Por Notas & Informações
Se as eleições são a raiz do processo democrático, o Orçamento público é sua culminação. Através dele, em tese, os representantes eleitos retribuem os votos dos cidadãos alocando seus recursos com isonomia e eficiência para a melhor oferta dos serviços públicos. Mas, na prática, o Orçamento no Brasil caminha para o pior dos mundos: gastos engessados e investimentos arbitrários.
Por um lado, a negligência dos representantes em promover reformas tem comprometido cada vez mais as despesas com o custeio de servidores e benefícios previdenciários e sociais. Em 2008, os gastos obrigatórios da União representavam 85% dos dispêndios. Hoje são 93%. Por outro lado, com o aumento exponencial das emendas parlamentares, a parcela diminuta dos gastos discricionários, fundamentalmente com investimentos, é alocada de maneira cada vez mais pulverizada, arbitrária e opaca.
A fim de promover a colaboração entre os Poderes eleitos no emprego dos recursos públicos, a Constituição previu a possibilidade de emendas parlamentares na proposta orçamentária enviada pelo Executivo para que os congressistas orientassem recursos discricionários às necessidades das populações locais. Mas as disfunções estruturais do chamado “presidencialismo de coalizão”, contingencialmente agravadas por debilidades políticas dos governos de turno, têm desvirtuado esse princípio.
Enquanto a dotação e as modalidades de emendas se multiplicavam em níveis inauditos em comparação com outras democracias, os critérios de alocação e mecanismos de fiscalização eram desmontados.

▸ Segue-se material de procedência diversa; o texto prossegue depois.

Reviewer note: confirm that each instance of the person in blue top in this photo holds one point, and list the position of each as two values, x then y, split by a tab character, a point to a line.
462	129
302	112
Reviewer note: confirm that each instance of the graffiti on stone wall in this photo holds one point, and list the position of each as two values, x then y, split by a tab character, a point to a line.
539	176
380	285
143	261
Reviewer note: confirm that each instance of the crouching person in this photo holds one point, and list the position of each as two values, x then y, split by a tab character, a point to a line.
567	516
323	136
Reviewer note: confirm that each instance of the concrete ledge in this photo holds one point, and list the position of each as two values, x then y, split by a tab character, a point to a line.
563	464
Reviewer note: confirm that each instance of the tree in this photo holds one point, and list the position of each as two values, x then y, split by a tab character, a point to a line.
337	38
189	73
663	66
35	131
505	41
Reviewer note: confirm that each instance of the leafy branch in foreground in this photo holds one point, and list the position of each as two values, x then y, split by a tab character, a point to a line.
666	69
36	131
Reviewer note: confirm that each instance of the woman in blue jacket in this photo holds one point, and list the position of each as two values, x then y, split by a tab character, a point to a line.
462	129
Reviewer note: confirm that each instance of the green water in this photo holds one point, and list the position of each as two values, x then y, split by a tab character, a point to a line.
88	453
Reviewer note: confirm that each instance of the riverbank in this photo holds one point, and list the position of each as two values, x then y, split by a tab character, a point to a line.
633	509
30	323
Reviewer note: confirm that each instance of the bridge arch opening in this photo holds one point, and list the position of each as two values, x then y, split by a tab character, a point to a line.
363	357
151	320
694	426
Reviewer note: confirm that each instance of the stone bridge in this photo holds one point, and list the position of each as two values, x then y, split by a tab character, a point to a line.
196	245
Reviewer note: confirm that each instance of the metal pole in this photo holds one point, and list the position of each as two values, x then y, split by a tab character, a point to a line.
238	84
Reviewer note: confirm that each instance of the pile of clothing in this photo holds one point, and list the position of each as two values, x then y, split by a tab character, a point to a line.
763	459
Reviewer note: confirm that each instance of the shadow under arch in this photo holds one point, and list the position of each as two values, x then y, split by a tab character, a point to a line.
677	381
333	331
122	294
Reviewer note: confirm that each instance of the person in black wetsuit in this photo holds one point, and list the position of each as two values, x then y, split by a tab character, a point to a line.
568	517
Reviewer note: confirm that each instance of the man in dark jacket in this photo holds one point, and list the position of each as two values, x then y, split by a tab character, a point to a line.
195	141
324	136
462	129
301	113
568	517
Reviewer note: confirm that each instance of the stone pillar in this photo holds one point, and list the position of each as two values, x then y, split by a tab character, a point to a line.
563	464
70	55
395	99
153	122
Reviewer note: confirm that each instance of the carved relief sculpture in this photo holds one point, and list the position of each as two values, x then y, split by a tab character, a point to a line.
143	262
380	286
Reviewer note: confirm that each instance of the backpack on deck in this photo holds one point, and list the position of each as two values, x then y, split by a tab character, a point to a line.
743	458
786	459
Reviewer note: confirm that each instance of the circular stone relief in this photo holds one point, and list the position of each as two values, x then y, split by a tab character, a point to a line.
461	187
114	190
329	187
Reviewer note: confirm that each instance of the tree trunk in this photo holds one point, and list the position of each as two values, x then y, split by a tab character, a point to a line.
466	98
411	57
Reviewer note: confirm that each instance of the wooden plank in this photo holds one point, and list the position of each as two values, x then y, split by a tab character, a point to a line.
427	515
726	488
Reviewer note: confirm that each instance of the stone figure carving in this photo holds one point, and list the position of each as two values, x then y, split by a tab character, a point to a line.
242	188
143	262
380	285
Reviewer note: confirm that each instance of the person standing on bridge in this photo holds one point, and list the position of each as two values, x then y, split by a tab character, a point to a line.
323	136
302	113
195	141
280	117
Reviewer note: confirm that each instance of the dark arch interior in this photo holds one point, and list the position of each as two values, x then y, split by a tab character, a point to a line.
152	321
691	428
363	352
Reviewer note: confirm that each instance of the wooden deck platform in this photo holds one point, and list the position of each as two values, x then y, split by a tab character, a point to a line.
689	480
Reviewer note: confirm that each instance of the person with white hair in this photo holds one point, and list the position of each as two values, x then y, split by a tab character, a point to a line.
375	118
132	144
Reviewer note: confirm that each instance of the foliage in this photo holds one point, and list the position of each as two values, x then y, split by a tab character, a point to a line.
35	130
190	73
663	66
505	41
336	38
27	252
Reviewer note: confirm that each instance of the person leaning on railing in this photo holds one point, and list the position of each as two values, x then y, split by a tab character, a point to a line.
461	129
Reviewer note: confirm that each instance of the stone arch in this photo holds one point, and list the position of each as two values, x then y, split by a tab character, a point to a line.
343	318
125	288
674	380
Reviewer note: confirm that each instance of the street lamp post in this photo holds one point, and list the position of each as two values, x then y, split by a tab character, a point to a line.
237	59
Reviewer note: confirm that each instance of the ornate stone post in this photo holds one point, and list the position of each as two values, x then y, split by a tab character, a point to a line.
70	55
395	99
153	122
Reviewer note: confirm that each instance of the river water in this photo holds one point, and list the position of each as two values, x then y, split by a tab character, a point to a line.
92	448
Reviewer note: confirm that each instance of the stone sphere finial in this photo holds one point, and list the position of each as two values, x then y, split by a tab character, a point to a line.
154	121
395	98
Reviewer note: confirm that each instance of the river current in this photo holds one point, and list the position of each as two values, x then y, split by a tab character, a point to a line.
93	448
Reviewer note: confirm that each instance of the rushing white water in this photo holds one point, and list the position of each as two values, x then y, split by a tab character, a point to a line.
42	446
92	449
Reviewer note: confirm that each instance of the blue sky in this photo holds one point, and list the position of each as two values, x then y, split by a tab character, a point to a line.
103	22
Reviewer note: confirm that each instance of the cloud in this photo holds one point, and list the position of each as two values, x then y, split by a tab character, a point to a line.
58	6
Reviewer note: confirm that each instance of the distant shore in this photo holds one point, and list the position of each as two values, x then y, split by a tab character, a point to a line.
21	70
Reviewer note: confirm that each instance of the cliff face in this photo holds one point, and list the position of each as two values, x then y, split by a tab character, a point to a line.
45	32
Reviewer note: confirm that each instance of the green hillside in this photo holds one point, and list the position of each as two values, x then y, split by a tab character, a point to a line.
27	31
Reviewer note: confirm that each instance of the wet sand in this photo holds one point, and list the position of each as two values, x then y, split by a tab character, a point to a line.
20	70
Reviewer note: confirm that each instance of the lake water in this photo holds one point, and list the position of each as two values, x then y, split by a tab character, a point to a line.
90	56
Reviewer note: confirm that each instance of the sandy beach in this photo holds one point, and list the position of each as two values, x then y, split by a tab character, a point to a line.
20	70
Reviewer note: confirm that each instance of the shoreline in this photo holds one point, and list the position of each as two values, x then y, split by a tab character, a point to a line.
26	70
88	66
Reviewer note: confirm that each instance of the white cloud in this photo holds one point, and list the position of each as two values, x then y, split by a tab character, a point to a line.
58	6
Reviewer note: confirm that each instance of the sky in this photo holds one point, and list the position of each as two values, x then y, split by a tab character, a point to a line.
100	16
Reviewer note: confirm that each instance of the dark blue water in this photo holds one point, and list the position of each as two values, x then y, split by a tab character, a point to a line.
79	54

O exemplo mais aberrante foram as emendas RP9, que conferiram ao relator do Orçamento imensos poderes para distribuir recursos a aliados do governo sem qualquer transparência. Esse orçamento “secreto” foi declarado inconstitucional pela Suprema Corte, mas o governo e seus aliados têm ensaiado formas de reciclá-lo.
Outro exemplo são as “transferências especiais” (alcunhadas emendas “Pix” ou “cheque em branco”), pelas quais os parlamentares repassam a governadores e prefeitos recursos que eles podem gastar praticamente como bem entenderem.
Ao contrário das modalidades originais de emendas, como as individuais ou de bancada, as de relator e as “Pix” são distribuídas sem transparência, critérios técnicos ou equidade. As políticas públicas são degradadas, porque os recursos são alocados sem planejamento. A pressão fiscal cresce, porque eles são drenados das políticas setoriais administradas pelos ministérios. O risco de corrupção aumenta, porque eles são alocados e geridos sem transparência. E a competição democrática é distorcida, porque são canalizados aos redutos eleitorais dos parlamentares.
Um levantamento do Instituto Nacional de Orçamento Público reportado pelo Estadão ilustra esses efeitos. Uma das poucas restrições que ainda imperam sobre as emendas “Pix” é a determinação constitucional de que pelo menos 70% devem ser destinados a investimentos e no máximo 30%, ao custeio. Mas no ano passado, período de campanha eleitoral, pelo menos R$ 286,7 milhões em “transferências especiais” de 162 parlamentares descumpriram essa disposição. A manobra consistiu em concentrar o custeio em alguns municípios, deixando investimentos para outros. Em muitas prefeituras, não raro governadas por familiares dos parlamentares, os recursos foram usados para abastecer veículos ou realizar festas e eventos, em detrimento de investimentos, como em obras ou equipamentos.
Uma portaria do governo determinou que a partir de 2023 a proporção de 70% passe a ser respeitada em cada indicação, e não só nas emendas totais. É um passo ainda tímido. Para que as emendas em geral sejam moralizadas e racionalizadas, satisfazendo os propósitos do constituinte e, assim, os princípios da impessoalidade, da publicidade, da moralidade e da eficiência, será preciso mais. Um bom começo seria condicionar a sua distribuição à aprovação pelas comissões temáticas da Câmara e Senado. Isso em tese garantiria a sua inserção em uma estratégia integrada dos investimentos da União conforme um filtro técnico. É o mínimo que se espera na gestão do Orçamento.